Answer
The system can be solved by using Cramer's Rule:
$x_1=-3$ and $x_2=4$
Work Step by Step
The coefficient matrix is
$A=\left[\begin {array}{cc}
2&-1\\
3&2
\end{array}\right]$
and $|A|=7 \neq0 $. Then $ A$ is a nonsingular matrix such that
$AX=B$, where $X=\left[\begin {array}{c}
x_1\\
x_2
\end{array}\right]$ and
$B=\left[\begin {array}{c}
-10\\
-1
\end{array}\right]$
since $A$ is a nonsingular matrix, then we can use Cramer's Rule to solve the linear system.
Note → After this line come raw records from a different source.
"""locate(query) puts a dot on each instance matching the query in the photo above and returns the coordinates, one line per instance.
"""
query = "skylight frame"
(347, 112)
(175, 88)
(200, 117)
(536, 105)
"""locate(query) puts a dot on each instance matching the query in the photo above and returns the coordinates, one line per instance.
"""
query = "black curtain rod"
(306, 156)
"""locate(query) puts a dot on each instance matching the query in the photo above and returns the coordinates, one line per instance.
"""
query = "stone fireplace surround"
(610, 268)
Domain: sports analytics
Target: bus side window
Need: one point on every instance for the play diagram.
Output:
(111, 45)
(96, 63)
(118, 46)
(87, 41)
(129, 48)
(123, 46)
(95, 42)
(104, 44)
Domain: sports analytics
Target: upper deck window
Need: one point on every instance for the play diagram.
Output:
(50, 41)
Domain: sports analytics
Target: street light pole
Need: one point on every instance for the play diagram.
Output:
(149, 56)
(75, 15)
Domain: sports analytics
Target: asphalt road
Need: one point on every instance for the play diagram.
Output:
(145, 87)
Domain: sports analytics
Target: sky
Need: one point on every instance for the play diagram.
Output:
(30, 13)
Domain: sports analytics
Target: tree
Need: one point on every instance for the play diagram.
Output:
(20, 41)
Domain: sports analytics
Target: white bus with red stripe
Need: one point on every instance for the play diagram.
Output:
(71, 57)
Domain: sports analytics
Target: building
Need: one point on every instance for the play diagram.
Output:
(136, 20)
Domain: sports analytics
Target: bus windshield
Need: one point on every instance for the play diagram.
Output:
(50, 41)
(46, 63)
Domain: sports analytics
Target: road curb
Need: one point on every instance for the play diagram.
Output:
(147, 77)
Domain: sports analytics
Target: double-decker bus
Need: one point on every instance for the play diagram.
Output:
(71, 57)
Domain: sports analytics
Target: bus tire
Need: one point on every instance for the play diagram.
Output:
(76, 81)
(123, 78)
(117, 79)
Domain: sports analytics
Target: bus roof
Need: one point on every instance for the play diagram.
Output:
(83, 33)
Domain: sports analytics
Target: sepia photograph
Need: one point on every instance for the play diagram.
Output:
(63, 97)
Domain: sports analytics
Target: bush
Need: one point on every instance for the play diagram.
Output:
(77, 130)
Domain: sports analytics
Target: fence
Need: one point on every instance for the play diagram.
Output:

Thus the linear system has the unique solution
$x_1=|A_1|/|A|$ and $x_2=|A_2|/|A|$
where $A_1=\left[\begin {array}{c}
-10&-1\\
-1&2
\end{array}\right]$
$A_2=\left[\begin {array}{c}
2&-10\\
3&-1
\end{array}\right]$
and then $|A_1|=-21 $ and $|A_2|=28$
therefore, $x_1=|A_1|/|A|=-21/7=-3$ and $x_2=|A_2|/|A|=28/7=4$